La gratuidad de la educación superior se está instalando en el país como un derecho social. A pesar del atractivo que tiene para las familias no pagar por la educación terciaria de sus hijos -y por ello, para los políticos el ofrecerlo-, hay numerosas razones que indican que se trata de una política equivocada.
Destinar recursos a alumnos cuyas familias pueden pagar su educación superior obviamente distrae fondos que se podrían aprovechar mucho mejor en otras actividades socialmente prioritarias -educación prebásica, básica y media, entre otras-, pero aun si el Estado tuviese todos los recursos necesarios para la gratuidad universal, se trataría de una mala política.
Por de pronto, quienes reciben una educación gratuita tienden a valorizarla menos y, en consecuencia, a destinarle menos esfuerzos. Por otra parte, la gratuidad para los alumnos no significa gratuidad para el Estado. Este debe pagar por dicha educación. Para ello requiere estimar, por medio de modelos teóricos y para cada categoría de universidad, los costos en los que ella incurre para cada programa o carrera, para luego rembolsárselos como aranceles. Resulta irónico constatar que quienes abogan por quitarles el carácter mercantil a los estudios terminen de manera implícita haciendo precisamente eso.

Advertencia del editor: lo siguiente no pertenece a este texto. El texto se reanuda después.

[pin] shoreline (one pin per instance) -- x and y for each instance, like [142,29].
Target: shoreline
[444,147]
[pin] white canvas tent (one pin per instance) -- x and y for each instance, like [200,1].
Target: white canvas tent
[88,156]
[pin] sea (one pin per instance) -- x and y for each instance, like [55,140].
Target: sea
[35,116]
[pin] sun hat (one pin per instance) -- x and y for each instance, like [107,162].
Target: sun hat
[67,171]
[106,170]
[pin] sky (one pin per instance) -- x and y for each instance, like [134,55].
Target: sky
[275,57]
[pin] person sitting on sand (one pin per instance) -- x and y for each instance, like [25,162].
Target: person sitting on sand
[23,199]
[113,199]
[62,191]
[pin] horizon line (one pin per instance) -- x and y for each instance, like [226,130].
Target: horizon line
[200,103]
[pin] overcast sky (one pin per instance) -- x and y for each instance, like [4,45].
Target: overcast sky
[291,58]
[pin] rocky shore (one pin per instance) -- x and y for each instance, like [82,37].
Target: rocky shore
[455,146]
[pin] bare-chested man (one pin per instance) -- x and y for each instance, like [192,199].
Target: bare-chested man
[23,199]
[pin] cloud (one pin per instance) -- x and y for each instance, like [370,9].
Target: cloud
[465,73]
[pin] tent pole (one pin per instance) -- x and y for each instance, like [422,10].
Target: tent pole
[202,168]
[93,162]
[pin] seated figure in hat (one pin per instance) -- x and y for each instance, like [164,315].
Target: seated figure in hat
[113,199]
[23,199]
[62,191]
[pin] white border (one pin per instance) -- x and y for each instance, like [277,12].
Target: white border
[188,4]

Pero eso no es todo. Adicionalmente, como el Estado solo reconocerá los modelos de costos con los que ha hecho sus cálculos, las opciones de las universidades para innovar se limitan, pues hacerlo implica arriesgar no ser consideradas susceptibles de reembolso financiero. Asimismo, el Estado, enfrentado a crecientes requerimientos económicos provenientes de sectores ajenos a la educación superior, tenderá a limitar sus aportes a esta, condenándola a seguir los criterios de la burocracia encargada de fiscalizarla y vigilarla. Todo lo anterior acota la autonomía de dichas instituciones, empobrece sus proyectos y devalúa su vida académica, desincentivando su actual atractivo.
Un escenario de ese tipo facilitará que las instituciones de educación superior que no adhieran a la gratuidad, y que, en cambio, opten por modelos filantrópicos o con fines de lucro altamente eficientes -en los casos legalmente autorizados-, puedan competir con ventaja frente a las gratuitas. El resultado sería un sistema más segmentado y segregado que aquel que se intentó construir mediante la gratuidad. Es de esperar que la actual falta de fondos para universalizar la gratuidad dé tiempo a la clase política para reflexionar, de modo que en el futuro reconsidere el camino seguido y sus negativas consecuencias.